Homing of Cultured Endothelial Progenitor Cells and Their Effect on Traumatic Brain Injury in Rat Model.


PMID 28646184

Abstract

Transplanted endothelial progenitor cells (EPCs) may play an important role in reestablishing the endothelial integrity of the vessels after brain injury, and contribute to neurogenesis. We, therefore, tested the homing of ex vivo cultured peripheral blood-derived EPCs and their effect on injured brain tissue after intravenous administration. To track the homing of implanted EPCs in injured brain tissues, EPCs were labeled with DAPI and BrdU in vitro before transplantation. EPCs were transplanted into the host animal through peripheral administration through the femoral vein, and homing of EPCs was evaluated. The integration of intravenously injected EPCs into the injured brain tissue was demonstrated.

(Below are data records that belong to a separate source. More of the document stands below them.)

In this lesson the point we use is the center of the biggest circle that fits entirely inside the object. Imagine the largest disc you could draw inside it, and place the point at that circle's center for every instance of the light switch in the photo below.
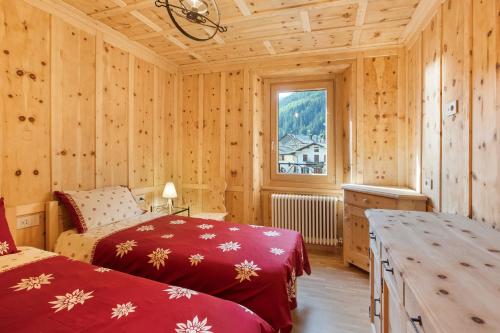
(452, 108)
(28, 221)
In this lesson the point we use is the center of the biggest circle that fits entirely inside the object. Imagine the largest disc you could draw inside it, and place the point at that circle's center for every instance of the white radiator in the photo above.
(315, 217)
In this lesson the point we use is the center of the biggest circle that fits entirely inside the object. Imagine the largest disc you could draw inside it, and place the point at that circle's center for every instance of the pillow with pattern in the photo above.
(99, 207)
(7, 245)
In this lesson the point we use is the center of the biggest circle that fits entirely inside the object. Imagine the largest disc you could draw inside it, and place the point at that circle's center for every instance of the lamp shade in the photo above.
(169, 192)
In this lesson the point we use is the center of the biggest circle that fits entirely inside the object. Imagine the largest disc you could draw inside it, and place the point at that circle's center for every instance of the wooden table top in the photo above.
(386, 191)
(450, 263)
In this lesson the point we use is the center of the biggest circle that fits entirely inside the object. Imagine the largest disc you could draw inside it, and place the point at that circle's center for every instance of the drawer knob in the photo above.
(387, 267)
(414, 322)
(375, 301)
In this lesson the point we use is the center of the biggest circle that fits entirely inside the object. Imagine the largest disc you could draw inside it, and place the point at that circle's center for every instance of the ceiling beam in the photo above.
(269, 47)
(120, 3)
(399, 24)
(243, 7)
(334, 53)
(360, 21)
(319, 5)
(306, 23)
(123, 10)
(217, 37)
(423, 12)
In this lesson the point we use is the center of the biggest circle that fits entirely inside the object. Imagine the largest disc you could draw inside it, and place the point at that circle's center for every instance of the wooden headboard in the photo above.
(57, 222)
(36, 236)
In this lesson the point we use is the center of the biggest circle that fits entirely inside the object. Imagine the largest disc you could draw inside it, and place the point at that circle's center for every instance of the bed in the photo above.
(45, 292)
(251, 265)
(41, 291)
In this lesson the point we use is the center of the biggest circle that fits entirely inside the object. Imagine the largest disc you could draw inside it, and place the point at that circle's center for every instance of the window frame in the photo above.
(275, 89)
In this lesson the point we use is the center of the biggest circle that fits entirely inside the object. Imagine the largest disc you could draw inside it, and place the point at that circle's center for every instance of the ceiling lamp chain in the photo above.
(196, 19)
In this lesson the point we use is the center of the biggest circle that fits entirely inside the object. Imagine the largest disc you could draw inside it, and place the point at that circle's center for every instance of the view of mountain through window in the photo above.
(302, 144)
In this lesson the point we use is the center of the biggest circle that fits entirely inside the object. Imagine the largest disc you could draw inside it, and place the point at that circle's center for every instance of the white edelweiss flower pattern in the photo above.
(158, 257)
(123, 310)
(246, 309)
(125, 247)
(146, 228)
(208, 236)
(178, 292)
(291, 287)
(69, 300)
(4, 248)
(271, 233)
(33, 282)
(246, 270)
(195, 259)
(206, 226)
(102, 270)
(194, 326)
(229, 246)
(277, 251)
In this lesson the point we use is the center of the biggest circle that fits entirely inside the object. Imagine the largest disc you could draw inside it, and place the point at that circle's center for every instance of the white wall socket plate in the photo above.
(452, 108)
(28, 221)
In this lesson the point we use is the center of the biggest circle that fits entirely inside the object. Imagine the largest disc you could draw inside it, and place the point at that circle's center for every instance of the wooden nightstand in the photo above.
(175, 210)
(358, 198)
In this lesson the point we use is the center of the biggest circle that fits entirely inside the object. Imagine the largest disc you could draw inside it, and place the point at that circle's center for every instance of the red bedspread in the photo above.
(59, 295)
(250, 265)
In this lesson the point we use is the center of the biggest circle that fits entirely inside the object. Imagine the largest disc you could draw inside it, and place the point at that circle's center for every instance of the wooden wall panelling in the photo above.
(486, 112)
(190, 152)
(141, 123)
(402, 130)
(235, 143)
(165, 128)
(344, 108)
(431, 112)
(414, 113)
(25, 99)
(456, 50)
(359, 130)
(258, 144)
(380, 121)
(247, 149)
(113, 133)
(73, 107)
(211, 136)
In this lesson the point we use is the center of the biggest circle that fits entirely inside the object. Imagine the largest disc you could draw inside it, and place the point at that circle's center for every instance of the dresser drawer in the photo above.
(391, 275)
(369, 201)
(417, 319)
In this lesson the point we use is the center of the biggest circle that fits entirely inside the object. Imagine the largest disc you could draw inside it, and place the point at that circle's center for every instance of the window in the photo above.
(302, 131)
(302, 127)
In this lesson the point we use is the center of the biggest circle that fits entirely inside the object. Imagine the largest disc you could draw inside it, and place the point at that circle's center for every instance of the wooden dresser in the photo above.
(433, 273)
(357, 198)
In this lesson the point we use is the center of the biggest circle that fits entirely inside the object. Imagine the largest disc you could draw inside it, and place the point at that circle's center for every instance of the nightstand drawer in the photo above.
(364, 200)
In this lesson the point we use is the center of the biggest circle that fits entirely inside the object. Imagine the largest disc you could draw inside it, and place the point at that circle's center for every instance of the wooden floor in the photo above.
(334, 299)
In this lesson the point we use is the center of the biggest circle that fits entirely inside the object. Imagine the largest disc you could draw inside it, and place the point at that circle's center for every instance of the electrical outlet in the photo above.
(452, 108)
(28, 221)
(140, 198)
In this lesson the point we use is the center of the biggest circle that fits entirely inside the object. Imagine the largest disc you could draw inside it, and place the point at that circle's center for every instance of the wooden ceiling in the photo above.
(259, 28)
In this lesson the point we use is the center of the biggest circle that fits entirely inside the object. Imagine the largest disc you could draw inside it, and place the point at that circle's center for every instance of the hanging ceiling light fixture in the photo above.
(196, 19)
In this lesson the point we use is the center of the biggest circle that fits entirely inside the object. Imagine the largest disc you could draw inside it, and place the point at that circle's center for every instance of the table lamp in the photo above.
(170, 193)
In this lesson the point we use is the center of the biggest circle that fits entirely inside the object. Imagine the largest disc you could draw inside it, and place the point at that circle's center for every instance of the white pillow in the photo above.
(99, 207)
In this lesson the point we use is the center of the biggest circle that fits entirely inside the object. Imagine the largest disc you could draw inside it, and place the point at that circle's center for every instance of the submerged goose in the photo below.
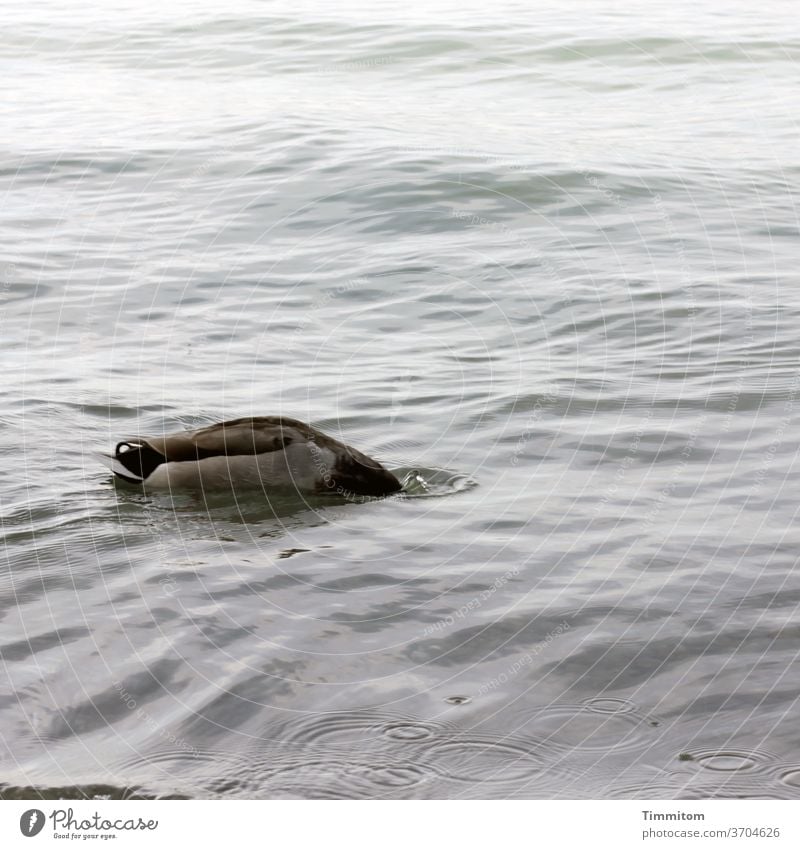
(266, 451)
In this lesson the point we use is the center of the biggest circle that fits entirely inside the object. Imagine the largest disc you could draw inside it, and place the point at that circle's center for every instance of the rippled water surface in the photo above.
(539, 259)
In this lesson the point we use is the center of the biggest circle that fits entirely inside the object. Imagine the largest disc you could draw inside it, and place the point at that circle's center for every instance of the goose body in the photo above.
(270, 452)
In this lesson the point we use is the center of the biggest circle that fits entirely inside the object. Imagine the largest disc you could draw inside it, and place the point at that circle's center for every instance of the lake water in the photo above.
(541, 258)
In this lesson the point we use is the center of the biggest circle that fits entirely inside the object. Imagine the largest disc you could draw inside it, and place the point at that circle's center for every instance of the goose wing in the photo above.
(258, 435)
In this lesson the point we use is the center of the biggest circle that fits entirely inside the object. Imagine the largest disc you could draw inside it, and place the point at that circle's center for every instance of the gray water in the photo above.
(540, 261)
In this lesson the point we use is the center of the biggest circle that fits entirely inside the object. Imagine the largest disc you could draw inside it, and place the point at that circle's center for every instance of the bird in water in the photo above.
(272, 452)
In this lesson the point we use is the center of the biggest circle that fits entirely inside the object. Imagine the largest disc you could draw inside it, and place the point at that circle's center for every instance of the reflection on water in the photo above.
(543, 270)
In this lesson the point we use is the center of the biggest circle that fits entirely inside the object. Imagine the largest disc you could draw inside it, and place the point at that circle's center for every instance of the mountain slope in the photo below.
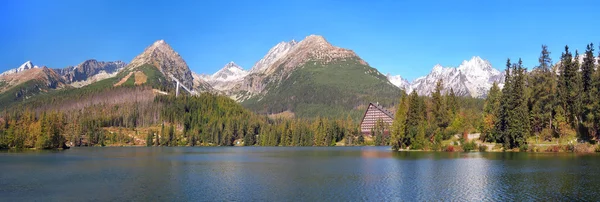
(168, 62)
(317, 79)
(25, 66)
(472, 78)
(24, 84)
(227, 77)
(399, 81)
(90, 71)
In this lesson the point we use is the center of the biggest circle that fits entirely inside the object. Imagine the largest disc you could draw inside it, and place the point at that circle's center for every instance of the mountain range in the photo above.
(308, 78)
(473, 78)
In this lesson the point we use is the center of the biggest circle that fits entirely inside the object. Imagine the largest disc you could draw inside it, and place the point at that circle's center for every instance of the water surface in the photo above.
(294, 174)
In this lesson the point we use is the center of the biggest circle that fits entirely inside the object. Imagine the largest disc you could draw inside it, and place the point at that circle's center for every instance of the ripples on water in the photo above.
(295, 174)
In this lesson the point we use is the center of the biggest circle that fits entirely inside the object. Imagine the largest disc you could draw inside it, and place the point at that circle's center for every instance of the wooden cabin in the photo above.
(373, 113)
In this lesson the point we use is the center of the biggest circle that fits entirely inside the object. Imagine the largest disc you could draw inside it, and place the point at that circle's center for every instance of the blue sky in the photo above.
(397, 37)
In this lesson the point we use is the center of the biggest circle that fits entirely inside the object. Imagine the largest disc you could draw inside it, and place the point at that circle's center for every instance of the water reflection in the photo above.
(284, 174)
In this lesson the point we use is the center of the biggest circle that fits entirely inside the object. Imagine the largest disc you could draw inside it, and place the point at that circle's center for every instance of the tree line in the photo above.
(552, 101)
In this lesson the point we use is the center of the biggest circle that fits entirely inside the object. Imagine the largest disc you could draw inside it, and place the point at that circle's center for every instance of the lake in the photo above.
(294, 174)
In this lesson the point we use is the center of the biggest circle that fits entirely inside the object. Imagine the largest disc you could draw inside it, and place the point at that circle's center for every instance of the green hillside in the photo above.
(38, 96)
(334, 89)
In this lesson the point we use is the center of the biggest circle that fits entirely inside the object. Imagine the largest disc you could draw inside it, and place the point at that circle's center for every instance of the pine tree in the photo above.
(149, 138)
(569, 84)
(413, 119)
(440, 111)
(399, 125)
(543, 95)
(588, 91)
(452, 103)
(490, 112)
(502, 123)
(518, 115)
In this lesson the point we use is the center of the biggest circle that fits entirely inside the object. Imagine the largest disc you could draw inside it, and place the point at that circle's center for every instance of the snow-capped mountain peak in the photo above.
(274, 54)
(472, 77)
(397, 80)
(25, 66)
(230, 72)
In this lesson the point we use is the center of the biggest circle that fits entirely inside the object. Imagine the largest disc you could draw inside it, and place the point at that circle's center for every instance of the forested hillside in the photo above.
(556, 104)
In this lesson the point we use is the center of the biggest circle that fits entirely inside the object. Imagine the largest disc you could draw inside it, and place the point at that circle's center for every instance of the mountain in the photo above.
(472, 78)
(27, 82)
(313, 78)
(90, 71)
(166, 60)
(25, 66)
(227, 77)
(399, 81)
(274, 54)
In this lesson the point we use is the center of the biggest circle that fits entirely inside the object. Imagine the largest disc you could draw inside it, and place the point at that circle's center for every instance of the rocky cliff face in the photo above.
(277, 52)
(90, 71)
(226, 78)
(472, 78)
(25, 66)
(45, 77)
(162, 56)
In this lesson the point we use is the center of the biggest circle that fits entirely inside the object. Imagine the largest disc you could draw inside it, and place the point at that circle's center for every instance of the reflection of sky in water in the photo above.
(295, 174)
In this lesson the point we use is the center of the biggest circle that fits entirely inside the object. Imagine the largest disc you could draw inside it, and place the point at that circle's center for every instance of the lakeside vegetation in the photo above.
(551, 108)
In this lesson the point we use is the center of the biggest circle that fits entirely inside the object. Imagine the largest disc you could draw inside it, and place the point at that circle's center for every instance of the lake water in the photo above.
(295, 174)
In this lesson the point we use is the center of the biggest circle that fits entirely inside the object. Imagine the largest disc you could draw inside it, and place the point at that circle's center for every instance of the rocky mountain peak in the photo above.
(475, 64)
(473, 78)
(25, 66)
(162, 56)
(226, 77)
(274, 54)
(313, 48)
(230, 72)
(232, 65)
(90, 71)
(316, 41)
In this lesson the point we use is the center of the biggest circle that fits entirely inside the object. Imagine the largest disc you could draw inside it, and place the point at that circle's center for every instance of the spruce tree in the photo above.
(543, 95)
(490, 112)
(413, 119)
(439, 107)
(502, 123)
(399, 125)
(588, 91)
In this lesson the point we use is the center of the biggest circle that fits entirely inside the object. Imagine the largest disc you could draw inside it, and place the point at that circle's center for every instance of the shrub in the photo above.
(482, 148)
(554, 148)
(436, 147)
(497, 146)
(469, 146)
(584, 148)
(569, 148)
(524, 148)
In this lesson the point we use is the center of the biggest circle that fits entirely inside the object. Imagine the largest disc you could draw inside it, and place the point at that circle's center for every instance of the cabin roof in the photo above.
(385, 111)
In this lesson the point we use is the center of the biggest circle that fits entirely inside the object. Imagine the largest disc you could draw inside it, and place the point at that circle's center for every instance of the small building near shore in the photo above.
(374, 113)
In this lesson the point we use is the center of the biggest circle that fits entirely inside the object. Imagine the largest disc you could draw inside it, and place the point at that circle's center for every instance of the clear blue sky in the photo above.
(398, 37)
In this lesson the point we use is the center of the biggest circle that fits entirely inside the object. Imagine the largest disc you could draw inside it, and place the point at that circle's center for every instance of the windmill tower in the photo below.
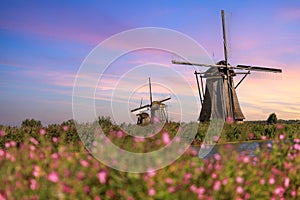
(158, 111)
(219, 77)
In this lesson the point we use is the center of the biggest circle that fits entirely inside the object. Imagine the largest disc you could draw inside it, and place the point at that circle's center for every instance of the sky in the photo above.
(44, 43)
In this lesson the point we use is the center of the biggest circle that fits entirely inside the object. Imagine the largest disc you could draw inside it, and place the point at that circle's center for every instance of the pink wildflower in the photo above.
(214, 175)
(13, 143)
(65, 128)
(67, 189)
(87, 189)
(230, 120)
(279, 191)
(239, 190)
(271, 181)
(120, 134)
(102, 176)
(201, 190)
(239, 179)
(225, 181)
(34, 141)
(246, 159)
(280, 126)
(286, 182)
(80, 175)
(171, 189)
(84, 163)
(169, 180)
(193, 188)
(217, 185)
(33, 184)
(166, 138)
(42, 131)
(151, 172)
(2, 133)
(53, 177)
(216, 138)
(151, 192)
(251, 136)
(2, 153)
(217, 156)
(7, 144)
(55, 139)
(293, 193)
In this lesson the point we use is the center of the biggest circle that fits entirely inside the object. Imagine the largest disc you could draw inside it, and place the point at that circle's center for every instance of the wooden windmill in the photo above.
(224, 72)
(158, 111)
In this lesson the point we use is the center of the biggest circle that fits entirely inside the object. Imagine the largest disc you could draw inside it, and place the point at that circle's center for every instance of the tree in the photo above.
(272, 119)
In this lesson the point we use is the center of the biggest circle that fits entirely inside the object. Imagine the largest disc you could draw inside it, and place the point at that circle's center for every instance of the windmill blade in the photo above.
(256, 68)
(140, 108)
(163, 100)
(141, 102)
(197, 64)
(150, 91)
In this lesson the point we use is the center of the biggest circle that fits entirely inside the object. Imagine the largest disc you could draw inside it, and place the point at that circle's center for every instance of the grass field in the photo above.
(51, 163)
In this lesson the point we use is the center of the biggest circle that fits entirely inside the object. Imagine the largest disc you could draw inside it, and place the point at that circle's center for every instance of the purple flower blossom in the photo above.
(151, 192)
(102, 176)
(53, 177)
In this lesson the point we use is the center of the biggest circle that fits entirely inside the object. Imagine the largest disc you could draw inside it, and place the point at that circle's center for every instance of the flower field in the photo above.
(51, 163)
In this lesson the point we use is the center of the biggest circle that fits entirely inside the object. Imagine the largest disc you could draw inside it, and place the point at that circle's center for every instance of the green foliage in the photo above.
(26, 168)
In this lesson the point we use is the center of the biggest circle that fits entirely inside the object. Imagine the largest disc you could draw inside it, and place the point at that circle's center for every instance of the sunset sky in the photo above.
(43, 44)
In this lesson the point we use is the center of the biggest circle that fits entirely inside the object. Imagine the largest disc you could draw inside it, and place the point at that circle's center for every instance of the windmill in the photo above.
(222, 72)
(158, 111)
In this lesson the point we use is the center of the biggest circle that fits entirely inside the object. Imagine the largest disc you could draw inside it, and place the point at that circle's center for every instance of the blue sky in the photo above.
(43, 43)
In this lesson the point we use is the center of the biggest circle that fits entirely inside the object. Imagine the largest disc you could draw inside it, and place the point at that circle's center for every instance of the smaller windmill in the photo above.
(158, 111)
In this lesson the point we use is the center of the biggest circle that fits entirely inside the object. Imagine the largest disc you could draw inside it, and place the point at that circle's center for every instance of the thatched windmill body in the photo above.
(158, 111)
(220, 78)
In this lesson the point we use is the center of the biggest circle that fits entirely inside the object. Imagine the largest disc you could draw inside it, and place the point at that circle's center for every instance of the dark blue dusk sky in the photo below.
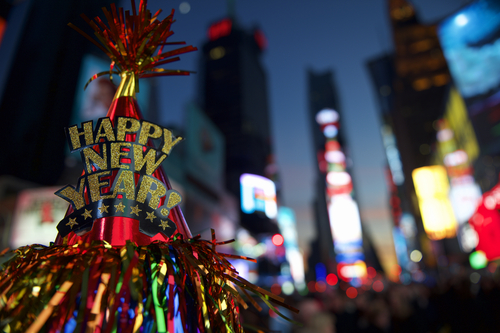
(340, 35)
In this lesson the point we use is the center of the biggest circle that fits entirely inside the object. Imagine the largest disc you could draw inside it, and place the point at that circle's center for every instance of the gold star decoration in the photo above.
(72, 222)
(103, 208)
(151, 216)
(87, 213)
(135, 210)
(120, 207)
(164, 224)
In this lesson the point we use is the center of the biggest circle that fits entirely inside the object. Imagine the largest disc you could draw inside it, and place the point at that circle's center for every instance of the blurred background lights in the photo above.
(327, 116)
(278, 240)
(332, 279)
(416, 256)
(475, 277)
(461, 20)
(330, 131)
(338, 178)
(478, 260)
(287, 288)
(351, 292)
(378, 286)
(184, 7)
(320, 287)
(444, 135)
(335, 156)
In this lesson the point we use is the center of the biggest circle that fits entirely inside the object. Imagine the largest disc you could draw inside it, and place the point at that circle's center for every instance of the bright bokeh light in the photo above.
(184, 7)
(332, 279)
(431, 185)
(320, 287)
(475, 277)
(416, 256)
(378, 286)
(276, 289)
(345, 221)
(278, 240)
(461, 20)
(335, 156)
(327, 116)
(287, 288)
(478, 260)
(330, 131)
(371, 272)
(351, 292)
(338, 178)
(258, 194)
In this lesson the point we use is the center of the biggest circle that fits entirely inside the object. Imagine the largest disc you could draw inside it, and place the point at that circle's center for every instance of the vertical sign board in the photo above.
(431, 186)
(258, 194)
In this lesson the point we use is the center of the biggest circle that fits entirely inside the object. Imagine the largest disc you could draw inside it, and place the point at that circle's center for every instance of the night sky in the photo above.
(340, 35)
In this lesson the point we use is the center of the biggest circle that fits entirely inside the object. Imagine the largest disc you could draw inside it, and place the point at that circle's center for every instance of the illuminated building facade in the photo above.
(37, 95)
(233, 92)
(412, 87)
(337, 214)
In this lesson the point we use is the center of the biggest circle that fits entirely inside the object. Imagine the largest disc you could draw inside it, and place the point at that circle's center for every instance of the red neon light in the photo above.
(220, 29)
(278, 240)
(332, 279)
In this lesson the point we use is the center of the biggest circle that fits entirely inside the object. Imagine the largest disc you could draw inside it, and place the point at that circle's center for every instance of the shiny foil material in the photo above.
(183, 285)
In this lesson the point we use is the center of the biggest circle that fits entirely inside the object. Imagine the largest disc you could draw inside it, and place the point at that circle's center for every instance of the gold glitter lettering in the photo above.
(145, 189)
(105, 124)
(117, 154)
(123, 129)
(174, 199)
(92, 158)
(149, 160)
(75, 197)
(74, 135)
(146, 132)
(169, 141)
(126, 178)
(95, 185)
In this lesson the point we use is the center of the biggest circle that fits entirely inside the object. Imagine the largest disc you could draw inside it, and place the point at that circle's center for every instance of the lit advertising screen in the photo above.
(258, 194)
(432, 187)
(37, 213)
(471, 45)
(94, 101)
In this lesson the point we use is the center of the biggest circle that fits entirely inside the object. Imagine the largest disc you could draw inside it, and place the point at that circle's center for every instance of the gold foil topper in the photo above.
(131, 41)
(118, 178)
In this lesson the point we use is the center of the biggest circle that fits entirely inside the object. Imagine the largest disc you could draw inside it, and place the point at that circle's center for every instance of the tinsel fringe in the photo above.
(184, 285)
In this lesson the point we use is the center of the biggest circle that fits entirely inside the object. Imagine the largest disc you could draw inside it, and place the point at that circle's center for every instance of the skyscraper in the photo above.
(233, 91)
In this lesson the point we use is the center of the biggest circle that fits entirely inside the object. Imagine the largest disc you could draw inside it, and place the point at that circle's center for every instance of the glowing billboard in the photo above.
(344, 220)
(431, 186)
(287, 224)
(470, 42)
(35, 217)
(486, 223)
(258, 194)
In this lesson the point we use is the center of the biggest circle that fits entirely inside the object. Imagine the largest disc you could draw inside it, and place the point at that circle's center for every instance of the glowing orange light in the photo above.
(320, 287)
(351, 292)
(220, 29)
(278, 240)
(332, 279)
(276, 289)
(378, 286)
(372, 273)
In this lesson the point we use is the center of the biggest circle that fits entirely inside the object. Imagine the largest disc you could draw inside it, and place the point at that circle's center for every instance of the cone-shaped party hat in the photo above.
(130, 41)
(124, 259)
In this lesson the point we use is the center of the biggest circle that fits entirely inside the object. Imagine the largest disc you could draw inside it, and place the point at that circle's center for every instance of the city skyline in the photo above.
(327, 36)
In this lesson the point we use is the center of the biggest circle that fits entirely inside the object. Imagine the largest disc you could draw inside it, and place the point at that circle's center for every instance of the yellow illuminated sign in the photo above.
(431, 186)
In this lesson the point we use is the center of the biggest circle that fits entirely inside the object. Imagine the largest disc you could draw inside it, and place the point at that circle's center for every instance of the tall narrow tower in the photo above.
(233, 90)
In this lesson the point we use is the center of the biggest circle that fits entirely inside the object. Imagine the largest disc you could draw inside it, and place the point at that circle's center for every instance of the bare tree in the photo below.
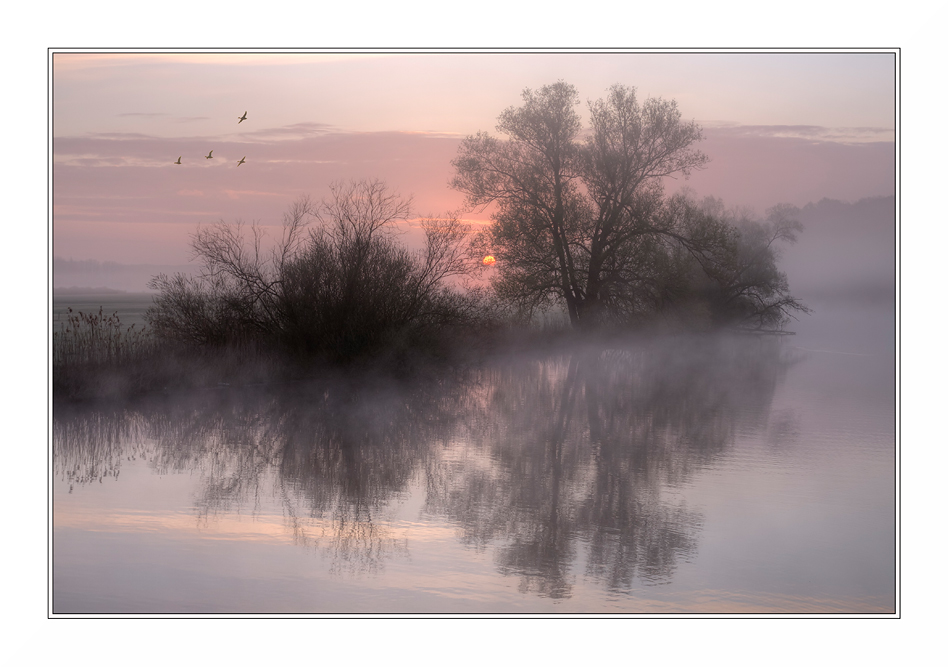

Immunohistochemical staining showed that microvessel density in the perifocal region of EPCs-transplanted rats was significantly increased, and the numbers of BrdU+ cells in the DG of subventricular zone were increased in EPCs-transplanted rats as compared to the control group. Transplanted EPCs may play an important role in reestablishing the endothelial integrity in the vessels after brain injury and further contribute to neurogenesis. EPCs enhanced recovery following brain injury in a rat model of TBI.